La scuola Penny Wirton mi ha anche fatto capire qualcosa anche sul tradizionale sistema scolastico. In primo luogo perché è la scuola in Italia è lontana dalle dinamiche che interessano la nostra contemporaneità e offre strumenti sublimi a cui però si allegano pochi scenari concreti. In secondo luogo, soprattutto, è costituita da una struttura diversa. Il nostro sistema scolastico è consolidato e tira dritto senza indugio, con categorie ben precise, figure dai compiti determinati, organi predisposti, circolari ministeriali e programmazioni statali. Paroloni assenti alla scuola Penny Wirton dove non c’è chi interroga e chi risponde, chi parla e chi sente, chi sta in piedi e chi siede. E nonostante questo penso che ci avviciniamo di più alla conoscenza. Personale, culturale, didattica. Tutto questo è una sfida, sempre e ogni giorno. Anche dopo due anni ogni volta c’è sempre l’incognita dello studente che cambia di mercoledì in mercoledì. Appena lo studente arriva, in una frazione di secondo, bisogna acquistare la sua fiducia, prendersi in carico il suo sguardo. Bisogna conquistarsi la fiducia di lui o lei, che può conoscere le basi della nostra grammatica, può accennare qualche frase o può non essere scolarizzato e anche analfabeta nella lingua madre. Allora da questo primo istante di avvicinamento con il ragazzo o la ragazza Penny si dividono le due carreggiate della stessa strada che è la lezione. Da un lato c’è il rapporto umano e dall’altro la lingua italiana. Sono percorsi entrambi ardui da affrontare. Quello del rapporto umano è invariabile perché si parte da sconosciuti in tutti i casi, quello della lingua varia in base alla conoscenza di chi hai di fronte.
Insomma per me la scuola Penny Wirton e i “Ragazzi Penny” sono stati e continuano a essere un luogo in cui mi allontano dai rumori della politica per entrare in uno spazio dedicato all’umanità e al suo riscatto. Risalire la rampa dell’ex garage a Casalbertone di Roma, dopo aver parlato per due ore scandendo la voce e ripetendo decine di volte il verbo avere a un ragazzo che qualche mese fa non aveva l’idea del verbo è ogni volta sempre più gratificante. Anche se quel giorno magari il ragazzo il verbo non l’ha assimilato io sono certo che almeno una parola l’ha imparata e di aver contribuito per uno zero zero uno per cento all’integrazione. Non solo. Ho imparato anche il valore della lungimiranza.

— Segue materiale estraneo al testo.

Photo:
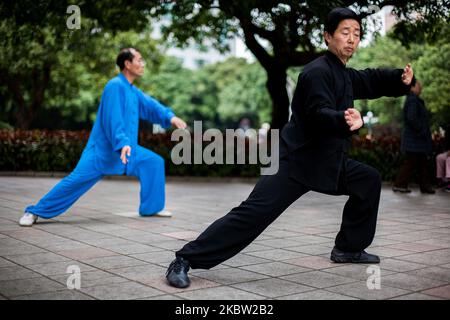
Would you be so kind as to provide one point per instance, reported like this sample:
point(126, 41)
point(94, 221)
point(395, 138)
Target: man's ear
point(326, 36)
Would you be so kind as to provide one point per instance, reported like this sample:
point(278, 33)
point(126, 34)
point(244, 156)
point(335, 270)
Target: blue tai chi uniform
point(121, 106)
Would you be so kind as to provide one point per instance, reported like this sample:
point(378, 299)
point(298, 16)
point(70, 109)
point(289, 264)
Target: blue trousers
point(148, 167)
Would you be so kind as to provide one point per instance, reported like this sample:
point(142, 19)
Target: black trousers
point(271, 196)
point(412, 162)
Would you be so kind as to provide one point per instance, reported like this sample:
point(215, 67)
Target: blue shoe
point(339, 256)
point(176, 274)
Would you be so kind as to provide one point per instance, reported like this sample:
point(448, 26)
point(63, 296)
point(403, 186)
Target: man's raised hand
point(126, 151)
point(407, 74)
point(178, 123)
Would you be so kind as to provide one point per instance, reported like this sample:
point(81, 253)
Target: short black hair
point(124, 55)
point(336, 15)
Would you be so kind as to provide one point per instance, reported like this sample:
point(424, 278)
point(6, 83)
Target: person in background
point(443, 163)
point(113, 149)
point(416, 143)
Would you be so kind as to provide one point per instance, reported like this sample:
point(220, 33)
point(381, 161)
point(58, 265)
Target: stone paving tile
point(54, 268)
point(275, 269)
point(158, 257)
point(114, 262)
point(317, 295)
point(255, 247)
point(16, 272)
point(231, 275)
point(359, 290)
point(413, 239)
point(356, 271)
point(241, 259)
point(36, 258)
point(57, 295)
point(441, 292)
point(387, 252)
point(121, 291)
point(410, 282)
point(91, 278)
point(220, 293)
point(312, 262)
point(13, 288)
point(312, 249)
point(277, 254)
point(139, 273)
point(318, 279)
point(437, 273)
point(86, 253)
point(162, 297)
point(432, 258)
point(278, 243)
point(272, 288)
point(416, 296)
point(6, 263)
point(159, 282)
point(415, 247)
point(182, 235)
point(134, 248)
point(399, 265)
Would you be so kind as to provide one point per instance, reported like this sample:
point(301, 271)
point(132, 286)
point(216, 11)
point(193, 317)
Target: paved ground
point(123, 256)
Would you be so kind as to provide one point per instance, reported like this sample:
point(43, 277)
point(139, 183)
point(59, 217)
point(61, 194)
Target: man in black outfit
point(313, 156)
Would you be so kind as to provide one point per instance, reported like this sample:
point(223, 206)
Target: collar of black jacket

Per esempio quando Mamadou mi ha detto sorridendo che era stato preso a fare l’aiuto cuoco, dopo due anni di scuola Penny Wirton. Chi lo avrebbe mai detto che mi sarei emozionato? Eppure è andata così. La scuola Penny Wirton aiuta a superare l’ignoranza e le paure, i dubbi e i freni che tutti abbiamo nei confronti degli altri e soprattutto di chi non conosciamo.